In a span of just one month since its launch, Worldcoin’s WLD token has encountered significant challenges, with a 9.1% price decrease in the past 24 hours and a striking 43.6% loss over the last 30 days.
This decline comes after the cryptocurrency project led by Sam Altman introduced its token to the market.
As of 4:15 p.m. HKT, WLD was trading at approximately $1.33, a substantial drop from its initial price of $2.36 a month ago, according to data sourced from CoinGecko.
Jeff Mei, the Chief Operating Officer of crypto exchange BTSE, expressed concerns regarding this recent downward trend in the value of Worldcoin’s WLD token. Mei noted that this trend contrasts with the recovery seen in other tokens, like Ripple’s XRP.
“Worldcoin’s WLD token is facing challenges, particularly due to the regulatory landscape and data privacy concerns,” said Mei.
He elaborated that the regulatory issues have led to restrictions on U.S. residents purchasing or trading the token, intensifying selling pressure.
Reports have also emerged about Kenya’s parliament forming a committee to investigate Worldcoin’s activities within the country.
Worldcoin’s project, spearheaded by Tools for Humanity, was co-founded by Sam Altman, Alex Blania, and Max Novendstern in 2019. The project encourages users to establish their online identity through a World ID, facilitated by an iris scan.
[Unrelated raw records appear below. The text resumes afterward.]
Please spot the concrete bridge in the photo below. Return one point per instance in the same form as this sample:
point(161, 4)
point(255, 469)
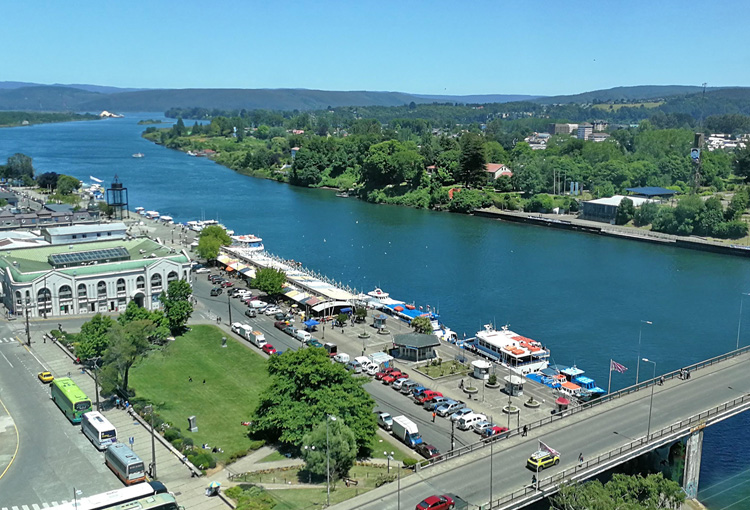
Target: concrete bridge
point(607, 432)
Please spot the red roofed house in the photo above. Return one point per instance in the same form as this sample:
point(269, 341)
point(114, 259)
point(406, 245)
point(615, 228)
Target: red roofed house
point(495, 170)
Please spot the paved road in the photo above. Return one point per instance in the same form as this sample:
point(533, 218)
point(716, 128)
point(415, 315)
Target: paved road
point(53, 456)
point(592, 432)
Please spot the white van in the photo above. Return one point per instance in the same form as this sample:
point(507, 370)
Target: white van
point(341, 357)
point(470, 419)
point(257, 338)
point(302, 335)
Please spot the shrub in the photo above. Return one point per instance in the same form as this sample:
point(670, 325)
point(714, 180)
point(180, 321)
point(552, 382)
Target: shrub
point(172, 434)
point(410, 462)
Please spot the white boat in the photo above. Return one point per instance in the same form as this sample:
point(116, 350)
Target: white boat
point(520, 354)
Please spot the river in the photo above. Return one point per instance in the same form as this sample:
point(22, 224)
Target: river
point(583, 296)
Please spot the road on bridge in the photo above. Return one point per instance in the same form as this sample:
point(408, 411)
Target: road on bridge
point(592, 432)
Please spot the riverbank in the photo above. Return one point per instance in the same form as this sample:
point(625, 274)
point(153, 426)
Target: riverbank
point(571, 222)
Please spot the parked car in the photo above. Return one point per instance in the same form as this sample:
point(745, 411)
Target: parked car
point(45, 377)
point(443, 502)
point(494, 431)
point(268, 349)
point(427, 451)
point(449, 407)
point(379, 376)
point(385, 420)
point(542, 459)
point(460, 413)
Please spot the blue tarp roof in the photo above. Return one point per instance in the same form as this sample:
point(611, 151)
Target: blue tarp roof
point(652, 191)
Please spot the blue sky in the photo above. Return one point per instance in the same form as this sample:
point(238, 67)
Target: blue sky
point(544, 47)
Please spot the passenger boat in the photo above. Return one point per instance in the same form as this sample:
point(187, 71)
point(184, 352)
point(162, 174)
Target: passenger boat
point(520, 354)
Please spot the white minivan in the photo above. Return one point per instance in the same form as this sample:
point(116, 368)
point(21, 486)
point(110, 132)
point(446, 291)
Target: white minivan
point(469, 420)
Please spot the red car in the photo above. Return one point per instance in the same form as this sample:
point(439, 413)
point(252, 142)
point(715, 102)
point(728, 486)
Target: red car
point(379, 376)
point(269, 349)
point(436, 503)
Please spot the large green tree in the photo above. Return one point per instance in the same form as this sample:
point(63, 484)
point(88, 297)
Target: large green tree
point(623, 492)
point(210, 241)
point(305, 388)
point(472, 163)
point(177, 306)
point(93, 339)
point(127, 345)
point(335, 447)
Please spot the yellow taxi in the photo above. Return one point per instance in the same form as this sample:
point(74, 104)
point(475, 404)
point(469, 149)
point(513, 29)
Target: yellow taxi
point(543, 459)
point(45, 377)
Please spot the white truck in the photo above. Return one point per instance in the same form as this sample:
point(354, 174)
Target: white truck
point(407, 431)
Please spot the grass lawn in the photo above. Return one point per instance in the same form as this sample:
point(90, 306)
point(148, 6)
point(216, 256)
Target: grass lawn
point(315, 498)
point(234, 378)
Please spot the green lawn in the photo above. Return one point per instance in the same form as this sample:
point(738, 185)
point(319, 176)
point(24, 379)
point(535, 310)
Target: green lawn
point(234, 376)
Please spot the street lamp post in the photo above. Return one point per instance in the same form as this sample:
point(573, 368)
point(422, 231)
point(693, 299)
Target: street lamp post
point(328, 463)
point(651, 404)
point(638, 366)
point(739, 320)
point(150, 410)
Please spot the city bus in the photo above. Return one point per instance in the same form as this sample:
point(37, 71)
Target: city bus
point(98, 429)
point(69, 398)
point(107, 500)
point(125, 464)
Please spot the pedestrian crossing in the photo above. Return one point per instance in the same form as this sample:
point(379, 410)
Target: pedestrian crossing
point(35, 506)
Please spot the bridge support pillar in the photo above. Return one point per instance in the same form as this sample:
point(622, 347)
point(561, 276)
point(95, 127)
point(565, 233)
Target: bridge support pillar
point(693, 452)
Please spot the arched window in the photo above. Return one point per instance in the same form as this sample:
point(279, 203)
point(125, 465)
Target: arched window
point(43, 295)
point(66, 292)
point(156, 282)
At the time of writing, Tools for Humanity had not responded to requests from The Block for comments.
The road for Worldcoin has been rocky, with Kenya suspending the project earlier this month. This decision followed reports that Worldcoin had already garnered over a quarter of a million users in Nairobi, Kenya’s capital, by December 2022.
Furthermore, Bavaria’s State Office for Data Protection Supervision initiated an investigation last year due to concerns about how sensitive data collected might be used.